To represent the blooms, the flowers, birds, and all of our rich diversity of ideas, inspirations, aspirations, dreams, and newly realized actual breath that comes with Spring – becoming more active again, literally getting warm again, getting outside, exercising, feeling the Sun on our skin, breathing more fully the fresh air, and seeing colors again – Jackson uses the colors inspired by
the palettes used in the selected Spring 2013 Ready-to-Wear pieces. Again, this is not a direct match of color used in the clothing collections, but an inspired color, and inspired shapes.
Thirdly, by happenstance, on Jackson’s telephone, a Blackberry, on December 4 at 2:24 pm, she was checking the Internet on Bing, when it showed a graphic, a colorized close-up of the inside of a cathedral. For many decades, Jackson has felt that Nature is her cathedral, and the arches of tall trees in a forest are the vaults of a temple to her. Quickly sketching the lines and curves of the tiny image from her phone onto a piece of copy paper, she had some of the beginning forms for her Earth and a vaulted sky.
Lastly, as Jackson has worked with the mountain base throughout the pieces, it has become less linear and more rocky.
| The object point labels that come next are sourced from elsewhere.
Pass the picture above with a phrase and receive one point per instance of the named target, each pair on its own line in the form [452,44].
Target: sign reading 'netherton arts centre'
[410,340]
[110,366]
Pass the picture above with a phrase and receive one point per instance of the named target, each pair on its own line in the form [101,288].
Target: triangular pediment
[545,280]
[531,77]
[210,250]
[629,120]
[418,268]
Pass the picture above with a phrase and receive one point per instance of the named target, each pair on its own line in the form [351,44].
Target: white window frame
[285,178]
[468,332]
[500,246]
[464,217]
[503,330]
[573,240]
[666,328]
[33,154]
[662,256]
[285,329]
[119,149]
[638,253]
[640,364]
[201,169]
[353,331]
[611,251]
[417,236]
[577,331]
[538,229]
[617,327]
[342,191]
It has come to symbolize her own rocky childhood and bumpy adult past. All forms of growth are seen to develop from this rocky base now in the series, as any type of seed may come from a harsh environment during the ripening season of Spring and Summer, the growing time. Jackson often laughs, that here she is at fourty-eight years old – ready to live!
Method
Jackson paints the series with acrylic on canvas, and on occasion augments the texture of the rocky mountain base with gold oil pastel crayon.
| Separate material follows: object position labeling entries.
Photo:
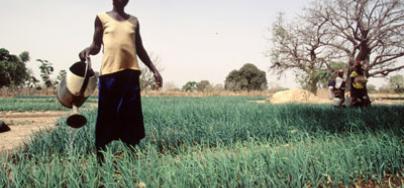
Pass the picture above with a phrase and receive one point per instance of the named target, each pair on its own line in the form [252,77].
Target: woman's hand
[83,55]
[158,79]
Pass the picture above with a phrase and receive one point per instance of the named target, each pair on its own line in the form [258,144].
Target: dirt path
[24,124]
For the majority of Jackson’s work, she maintains a smooth canvas, not allowing any of her brushwork to show any texture at all, for the surface to be incredibly clean and polished. When she does allow texture, it is for a reason, such as for the sandy or gravelly surface of the rocky mountain base.
Jackson paints with a bright #8 da Vinci brush for the most part, using larger bright brushes for larger areas such as the sky or broader areas where detail or less control is needed. She uses a #10 bright Princeton brush to edge each of the 1.5 inch borders of the Ready to Live paintings in Mars Black so they are finished. Each of the canvases, except for the 20 x 30 inch pastels which are matted and framed especially for pastel preservation, are 22 x 28 inches in dimension. Currently there are 13 works in the Ready to Live series, 11 acrylic pieces and 2 soft pastel. More to come in 2013-14!